Rainbow request latency and size metrics cannot be aggregated

ipfs / rainbow

A specialized IPFS HTTP gateway

https://docs.ipfs.tech/reference/http/gateway/

Other

66 stars 11 forks source link

Rainbow request latency and size metrics cannot be aggregated #107

Closed 2color closed 3 months ago

2color commented 4 months ago

Problem

We instrument the code with Prometheus Summaries to measure:

duration/latency of requests
request and response byte size

https://github.com/ipfs/rainbow/blob/6832d41820c1793e273e34b3eee3197dd23598b4/metrics.go#L79-L92

Unfortunately, summaries cannot be aggregated which means we cannot calculate quantile calculations for all rainbow instances in the public waterworks infrastructure.

Suggested solution

Switch these over to use Histograms

https://www.robustperception.io/how-does-a-prometheus-histogram-work/ https://prometheus.io/docs/practices/histograms/

2color commented 4 months ago

I just discovered there's already a bunch of histograms for HTTP requests in Boxo

The only thing missing from them is the status code which would allow us to look at aggregate request latencies grouped by HTTP response code.

lidel commented 4 months ago

I think the boxo ones are not the best place, because afaik we update them only on success (example).
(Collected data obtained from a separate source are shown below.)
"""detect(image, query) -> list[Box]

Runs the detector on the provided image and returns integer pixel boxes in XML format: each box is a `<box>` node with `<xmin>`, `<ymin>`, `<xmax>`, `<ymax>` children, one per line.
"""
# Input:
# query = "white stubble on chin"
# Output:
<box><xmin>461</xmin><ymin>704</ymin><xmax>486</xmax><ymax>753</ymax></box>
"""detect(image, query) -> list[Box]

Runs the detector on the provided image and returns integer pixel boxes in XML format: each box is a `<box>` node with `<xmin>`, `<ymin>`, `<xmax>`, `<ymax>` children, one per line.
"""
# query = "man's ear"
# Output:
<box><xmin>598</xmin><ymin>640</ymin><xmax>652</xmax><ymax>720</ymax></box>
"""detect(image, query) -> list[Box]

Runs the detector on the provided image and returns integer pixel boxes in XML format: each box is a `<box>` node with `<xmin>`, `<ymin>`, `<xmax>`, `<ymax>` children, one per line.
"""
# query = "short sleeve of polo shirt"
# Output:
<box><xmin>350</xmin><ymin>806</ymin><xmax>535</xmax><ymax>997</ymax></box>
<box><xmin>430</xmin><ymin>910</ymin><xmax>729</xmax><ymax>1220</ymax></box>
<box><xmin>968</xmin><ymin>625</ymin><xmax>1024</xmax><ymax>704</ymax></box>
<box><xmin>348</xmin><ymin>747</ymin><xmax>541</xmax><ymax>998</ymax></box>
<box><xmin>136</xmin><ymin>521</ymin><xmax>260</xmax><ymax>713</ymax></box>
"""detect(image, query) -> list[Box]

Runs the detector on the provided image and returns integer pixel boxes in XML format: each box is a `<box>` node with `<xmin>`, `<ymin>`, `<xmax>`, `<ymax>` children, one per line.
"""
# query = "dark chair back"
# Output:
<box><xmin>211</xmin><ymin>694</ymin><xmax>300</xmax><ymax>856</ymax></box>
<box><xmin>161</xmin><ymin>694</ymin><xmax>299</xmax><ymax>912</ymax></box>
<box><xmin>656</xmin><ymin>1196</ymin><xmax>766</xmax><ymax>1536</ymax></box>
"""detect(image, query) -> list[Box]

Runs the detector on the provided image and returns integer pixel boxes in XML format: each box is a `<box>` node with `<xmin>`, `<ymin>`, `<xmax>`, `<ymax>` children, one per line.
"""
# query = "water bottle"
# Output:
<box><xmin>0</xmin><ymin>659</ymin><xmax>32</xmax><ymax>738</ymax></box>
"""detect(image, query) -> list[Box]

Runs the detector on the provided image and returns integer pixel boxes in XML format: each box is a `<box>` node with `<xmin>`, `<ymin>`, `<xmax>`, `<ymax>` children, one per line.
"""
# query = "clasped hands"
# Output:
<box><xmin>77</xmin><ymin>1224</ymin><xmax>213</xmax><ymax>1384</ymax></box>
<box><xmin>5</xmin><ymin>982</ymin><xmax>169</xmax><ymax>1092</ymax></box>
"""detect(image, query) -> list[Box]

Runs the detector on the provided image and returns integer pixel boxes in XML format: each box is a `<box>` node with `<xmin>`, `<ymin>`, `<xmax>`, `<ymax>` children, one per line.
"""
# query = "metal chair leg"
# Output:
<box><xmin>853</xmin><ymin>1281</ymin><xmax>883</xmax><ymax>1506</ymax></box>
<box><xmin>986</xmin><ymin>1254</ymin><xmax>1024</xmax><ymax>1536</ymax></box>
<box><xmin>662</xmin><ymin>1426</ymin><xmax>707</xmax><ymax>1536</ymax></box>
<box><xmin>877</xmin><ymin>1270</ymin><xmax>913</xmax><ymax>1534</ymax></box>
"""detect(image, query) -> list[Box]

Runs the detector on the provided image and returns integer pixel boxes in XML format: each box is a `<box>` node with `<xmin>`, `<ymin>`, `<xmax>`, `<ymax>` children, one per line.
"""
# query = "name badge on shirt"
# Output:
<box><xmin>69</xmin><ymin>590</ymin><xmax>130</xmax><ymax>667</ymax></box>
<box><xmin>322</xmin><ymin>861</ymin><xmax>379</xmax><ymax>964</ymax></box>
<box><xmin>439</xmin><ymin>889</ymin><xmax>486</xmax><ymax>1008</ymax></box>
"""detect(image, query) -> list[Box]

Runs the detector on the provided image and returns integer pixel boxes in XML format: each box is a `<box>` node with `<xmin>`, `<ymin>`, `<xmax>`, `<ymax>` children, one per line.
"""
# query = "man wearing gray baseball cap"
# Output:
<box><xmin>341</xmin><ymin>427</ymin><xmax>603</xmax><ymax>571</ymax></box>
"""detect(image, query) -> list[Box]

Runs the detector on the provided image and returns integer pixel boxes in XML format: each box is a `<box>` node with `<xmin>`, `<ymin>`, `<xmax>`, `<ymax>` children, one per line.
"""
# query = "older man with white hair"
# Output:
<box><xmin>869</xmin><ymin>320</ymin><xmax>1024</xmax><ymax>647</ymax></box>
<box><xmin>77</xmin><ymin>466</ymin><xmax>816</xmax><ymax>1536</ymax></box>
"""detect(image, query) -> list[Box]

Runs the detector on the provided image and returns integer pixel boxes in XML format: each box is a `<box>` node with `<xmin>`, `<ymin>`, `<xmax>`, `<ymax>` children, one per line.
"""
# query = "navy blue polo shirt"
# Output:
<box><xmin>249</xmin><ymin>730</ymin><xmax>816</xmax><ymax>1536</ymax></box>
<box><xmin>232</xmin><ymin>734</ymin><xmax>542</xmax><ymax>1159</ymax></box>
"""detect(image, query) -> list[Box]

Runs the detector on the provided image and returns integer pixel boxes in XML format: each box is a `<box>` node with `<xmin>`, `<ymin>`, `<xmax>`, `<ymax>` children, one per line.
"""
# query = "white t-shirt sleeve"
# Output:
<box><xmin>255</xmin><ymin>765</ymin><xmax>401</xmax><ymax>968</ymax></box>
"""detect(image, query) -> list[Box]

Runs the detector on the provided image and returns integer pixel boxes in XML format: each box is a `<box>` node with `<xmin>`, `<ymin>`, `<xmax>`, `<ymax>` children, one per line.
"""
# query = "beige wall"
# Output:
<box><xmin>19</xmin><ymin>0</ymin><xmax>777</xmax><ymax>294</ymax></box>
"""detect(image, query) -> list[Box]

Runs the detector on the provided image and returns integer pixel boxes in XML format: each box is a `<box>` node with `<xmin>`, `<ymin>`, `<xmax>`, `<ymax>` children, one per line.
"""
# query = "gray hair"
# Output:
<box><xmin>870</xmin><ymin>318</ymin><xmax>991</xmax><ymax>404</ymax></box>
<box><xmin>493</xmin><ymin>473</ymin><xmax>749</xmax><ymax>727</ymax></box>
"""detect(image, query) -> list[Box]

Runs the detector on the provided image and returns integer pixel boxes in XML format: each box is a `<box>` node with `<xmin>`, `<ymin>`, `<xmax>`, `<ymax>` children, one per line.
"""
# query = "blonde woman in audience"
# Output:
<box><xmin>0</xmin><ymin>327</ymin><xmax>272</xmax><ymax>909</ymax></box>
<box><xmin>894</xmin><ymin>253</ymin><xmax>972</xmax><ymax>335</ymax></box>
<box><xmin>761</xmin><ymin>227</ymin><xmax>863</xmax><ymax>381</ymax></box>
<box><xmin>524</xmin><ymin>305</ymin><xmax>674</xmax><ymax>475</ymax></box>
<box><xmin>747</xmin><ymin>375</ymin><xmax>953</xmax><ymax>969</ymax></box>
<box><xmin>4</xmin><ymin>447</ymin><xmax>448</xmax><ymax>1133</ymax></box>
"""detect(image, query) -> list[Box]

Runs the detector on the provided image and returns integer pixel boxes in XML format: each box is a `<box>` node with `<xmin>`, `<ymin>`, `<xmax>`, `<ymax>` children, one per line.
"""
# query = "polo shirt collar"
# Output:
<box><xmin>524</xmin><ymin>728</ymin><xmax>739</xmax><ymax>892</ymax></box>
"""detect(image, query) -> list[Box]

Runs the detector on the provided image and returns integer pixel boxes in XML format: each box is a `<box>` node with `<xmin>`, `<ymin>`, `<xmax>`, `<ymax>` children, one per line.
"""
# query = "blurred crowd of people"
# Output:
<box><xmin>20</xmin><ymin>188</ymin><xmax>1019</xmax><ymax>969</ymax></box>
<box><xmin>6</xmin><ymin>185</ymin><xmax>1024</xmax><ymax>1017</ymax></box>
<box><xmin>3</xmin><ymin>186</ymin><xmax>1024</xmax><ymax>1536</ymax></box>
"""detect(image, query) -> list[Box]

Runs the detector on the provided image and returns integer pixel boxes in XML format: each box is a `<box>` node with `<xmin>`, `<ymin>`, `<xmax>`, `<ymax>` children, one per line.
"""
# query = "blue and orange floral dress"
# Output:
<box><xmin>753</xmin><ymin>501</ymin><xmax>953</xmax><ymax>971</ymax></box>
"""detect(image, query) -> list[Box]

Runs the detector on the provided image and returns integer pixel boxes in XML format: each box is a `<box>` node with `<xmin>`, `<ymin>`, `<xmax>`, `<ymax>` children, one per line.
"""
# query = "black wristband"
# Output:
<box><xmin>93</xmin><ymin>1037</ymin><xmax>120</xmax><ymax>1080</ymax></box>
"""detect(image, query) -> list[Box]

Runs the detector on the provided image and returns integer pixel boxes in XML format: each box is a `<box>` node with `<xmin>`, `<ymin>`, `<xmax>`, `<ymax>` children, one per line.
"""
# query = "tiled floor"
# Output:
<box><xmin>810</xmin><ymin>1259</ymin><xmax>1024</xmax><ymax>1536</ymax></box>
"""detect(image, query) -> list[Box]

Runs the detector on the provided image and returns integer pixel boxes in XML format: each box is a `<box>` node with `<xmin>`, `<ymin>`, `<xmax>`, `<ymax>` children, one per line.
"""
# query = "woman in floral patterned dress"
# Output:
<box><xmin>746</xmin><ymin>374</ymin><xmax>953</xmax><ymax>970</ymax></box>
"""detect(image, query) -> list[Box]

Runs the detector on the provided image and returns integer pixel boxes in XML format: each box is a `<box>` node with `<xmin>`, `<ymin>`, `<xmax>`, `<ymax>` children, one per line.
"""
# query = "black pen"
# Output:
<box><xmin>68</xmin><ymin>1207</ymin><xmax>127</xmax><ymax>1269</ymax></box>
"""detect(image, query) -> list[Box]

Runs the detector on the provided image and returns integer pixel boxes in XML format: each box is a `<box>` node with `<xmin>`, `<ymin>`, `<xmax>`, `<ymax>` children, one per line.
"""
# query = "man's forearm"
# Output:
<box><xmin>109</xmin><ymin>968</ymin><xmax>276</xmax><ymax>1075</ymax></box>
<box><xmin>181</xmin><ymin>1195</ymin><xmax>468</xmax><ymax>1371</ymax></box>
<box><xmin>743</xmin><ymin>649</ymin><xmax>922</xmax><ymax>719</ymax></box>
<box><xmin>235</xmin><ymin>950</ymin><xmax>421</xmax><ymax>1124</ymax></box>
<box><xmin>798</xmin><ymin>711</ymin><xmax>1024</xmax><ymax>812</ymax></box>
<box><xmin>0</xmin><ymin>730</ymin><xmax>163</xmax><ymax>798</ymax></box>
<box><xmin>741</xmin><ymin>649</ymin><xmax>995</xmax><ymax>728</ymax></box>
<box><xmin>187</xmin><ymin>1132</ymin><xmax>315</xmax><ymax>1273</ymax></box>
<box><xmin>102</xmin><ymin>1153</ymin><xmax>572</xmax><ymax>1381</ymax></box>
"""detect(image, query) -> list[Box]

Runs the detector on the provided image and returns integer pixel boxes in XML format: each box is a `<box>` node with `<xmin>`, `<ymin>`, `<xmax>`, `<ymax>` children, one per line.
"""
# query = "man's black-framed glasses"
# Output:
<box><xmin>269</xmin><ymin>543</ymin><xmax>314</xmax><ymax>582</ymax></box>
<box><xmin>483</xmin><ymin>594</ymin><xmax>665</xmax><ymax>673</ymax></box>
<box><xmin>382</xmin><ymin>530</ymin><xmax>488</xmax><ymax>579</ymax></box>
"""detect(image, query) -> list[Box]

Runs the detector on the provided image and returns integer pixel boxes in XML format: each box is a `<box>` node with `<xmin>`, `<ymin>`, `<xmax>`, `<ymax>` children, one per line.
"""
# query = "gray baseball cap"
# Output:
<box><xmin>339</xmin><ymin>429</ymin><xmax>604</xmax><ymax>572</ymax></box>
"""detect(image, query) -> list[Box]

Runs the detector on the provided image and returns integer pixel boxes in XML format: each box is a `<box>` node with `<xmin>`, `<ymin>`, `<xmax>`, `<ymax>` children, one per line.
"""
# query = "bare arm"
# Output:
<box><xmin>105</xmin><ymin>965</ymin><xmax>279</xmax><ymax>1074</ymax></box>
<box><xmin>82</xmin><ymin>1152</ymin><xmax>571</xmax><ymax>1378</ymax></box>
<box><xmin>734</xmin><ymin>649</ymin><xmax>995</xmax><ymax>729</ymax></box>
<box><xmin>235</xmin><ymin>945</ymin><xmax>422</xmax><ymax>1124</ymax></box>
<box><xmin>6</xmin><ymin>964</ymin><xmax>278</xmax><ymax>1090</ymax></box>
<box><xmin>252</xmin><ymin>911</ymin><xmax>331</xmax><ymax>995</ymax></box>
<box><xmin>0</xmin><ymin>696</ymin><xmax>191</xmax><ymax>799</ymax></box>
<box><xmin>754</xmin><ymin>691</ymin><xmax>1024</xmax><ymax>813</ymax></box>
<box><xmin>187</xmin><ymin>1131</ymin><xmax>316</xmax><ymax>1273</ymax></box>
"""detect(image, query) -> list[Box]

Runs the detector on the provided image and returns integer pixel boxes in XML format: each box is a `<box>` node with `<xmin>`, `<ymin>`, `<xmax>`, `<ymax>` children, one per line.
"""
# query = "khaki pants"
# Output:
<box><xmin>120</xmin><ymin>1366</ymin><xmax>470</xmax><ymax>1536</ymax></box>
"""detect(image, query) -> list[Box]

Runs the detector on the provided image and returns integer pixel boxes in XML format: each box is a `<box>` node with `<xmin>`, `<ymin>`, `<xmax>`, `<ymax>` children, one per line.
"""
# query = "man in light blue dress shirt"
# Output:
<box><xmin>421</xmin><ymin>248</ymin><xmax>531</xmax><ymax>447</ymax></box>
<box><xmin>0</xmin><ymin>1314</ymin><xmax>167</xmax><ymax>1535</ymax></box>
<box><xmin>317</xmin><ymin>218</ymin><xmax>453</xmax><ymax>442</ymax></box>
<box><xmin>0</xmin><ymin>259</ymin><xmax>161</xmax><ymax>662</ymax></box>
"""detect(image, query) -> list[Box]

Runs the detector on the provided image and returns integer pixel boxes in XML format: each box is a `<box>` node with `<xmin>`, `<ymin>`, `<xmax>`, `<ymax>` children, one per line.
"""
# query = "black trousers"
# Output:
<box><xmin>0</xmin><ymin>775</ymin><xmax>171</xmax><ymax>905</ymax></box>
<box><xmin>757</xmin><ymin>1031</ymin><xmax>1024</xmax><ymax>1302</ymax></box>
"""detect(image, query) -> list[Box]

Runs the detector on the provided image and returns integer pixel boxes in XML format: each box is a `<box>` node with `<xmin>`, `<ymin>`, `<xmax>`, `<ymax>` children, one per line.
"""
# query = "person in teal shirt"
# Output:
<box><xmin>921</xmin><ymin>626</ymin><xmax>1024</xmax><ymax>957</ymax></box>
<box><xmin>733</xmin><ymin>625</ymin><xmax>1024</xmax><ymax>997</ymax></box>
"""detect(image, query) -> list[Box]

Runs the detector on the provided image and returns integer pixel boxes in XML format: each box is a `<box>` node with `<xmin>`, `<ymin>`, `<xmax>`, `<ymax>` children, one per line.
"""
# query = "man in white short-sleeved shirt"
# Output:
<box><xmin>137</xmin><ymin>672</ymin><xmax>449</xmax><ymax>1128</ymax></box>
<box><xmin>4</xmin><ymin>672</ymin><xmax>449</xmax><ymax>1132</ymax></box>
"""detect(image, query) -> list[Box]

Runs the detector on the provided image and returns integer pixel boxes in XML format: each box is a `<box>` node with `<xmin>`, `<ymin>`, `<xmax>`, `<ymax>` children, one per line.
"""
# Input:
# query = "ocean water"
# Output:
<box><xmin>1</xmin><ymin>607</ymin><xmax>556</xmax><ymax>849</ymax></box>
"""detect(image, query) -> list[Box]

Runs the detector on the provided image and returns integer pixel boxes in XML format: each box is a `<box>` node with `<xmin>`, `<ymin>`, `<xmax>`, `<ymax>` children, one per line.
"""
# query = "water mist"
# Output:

It might be way too involved to try to add status code support to them, and also updating on error may change semantic meaning and the way people used them.

As a rule of thumb, we don't want to break monitoring people have set up with existing metrics.

Been a while I looked into metrics, but perhaps add new histograms here (in rainbow), under new names (e.g. request_size_bytes → hist_request_size_bytes) and keep old ones (request_size_bytes) as deprecated at least for one release, allowing users to migrate? cc @hacdias if any concerns

2color commented 4 months ago

I think the boxo ones are not the best place, because afaik we update them only on success (example). It might be way too involved to try to add status code support to them, and also updating on error may change semantic meaning and the way people used them.

Yeah I also just noticed that the ipfs_http_gw_get_duration_seconds metric you mentioned is indeed only for successful responses.

Sounds good to me to add new histograms here and remove summaries in a couple of releases.

It's worth noting that when Prometheus scrapes all metrics by default this will result in quite a few more metrics which can be heavy on Prometheus. But given the number of metrics we expose I don't think this will make a massive difference. 🤷‍♂️